No valid animal or in vitro model exists to assess the potential mucosal irritancy of dental materials. However, recently, a commercially available model system based on a recombined co‐culture of human fibroblasts and human epithelial cells has been introduced for evaluating the time‐dependent irritancy of cosmetic products. Cell viability and prostaglandin E 2 (PGE 2 ) release from the cells were used as markers for the irritative potential of test materials. The objective of the present study was to evaluate the suitability of this model for monitoring the irritative potential of metals and cast alloys used in dentistry.
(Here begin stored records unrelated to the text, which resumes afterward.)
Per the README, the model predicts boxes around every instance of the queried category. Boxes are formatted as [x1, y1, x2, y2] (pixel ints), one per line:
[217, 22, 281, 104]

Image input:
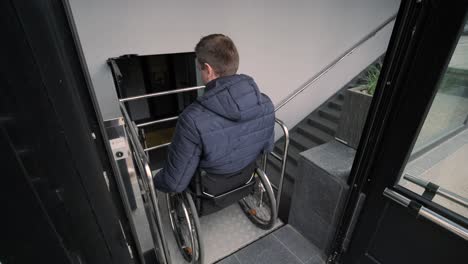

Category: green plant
[365, 63, 382, 95]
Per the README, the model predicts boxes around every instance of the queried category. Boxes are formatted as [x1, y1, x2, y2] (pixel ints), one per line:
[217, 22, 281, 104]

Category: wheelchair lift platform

The human fibroblast‐keratinocyte co‐cultures were exposed to test specimens fabricated from copper, zinc, palladium, nickel, tin, cobalt, indium, a high noble cast alloy, and from a dental ceramic. Cell survival rates decreased after exposure to copper (14–25%), cobalt (60%), zinc (63%), indium (85%), nickel (87%), and the non‐oxidized and oxidized high noble cast alloy (87%/90%) compared to untreated control cultures. Dental ceramic, palladium and tin did not influence cell viability. In parallel, the PGE2 release was continuously monitored up to 24 h using a competitive displacement enzyme immunoassay. PGE 2 release increased most highly in the cultures exposed to copper (6–25 fold), cobalt (7 fold), indium (4 fold), and zinc (2 fold) compared to untreated control cultures. The PGE2 determination proved to be a non–destructive method for continuous monitoring of cell reactions in the same culture. The model used seems promising for evaluating the time‐dependent mucosal irritancy of dental cast alloys.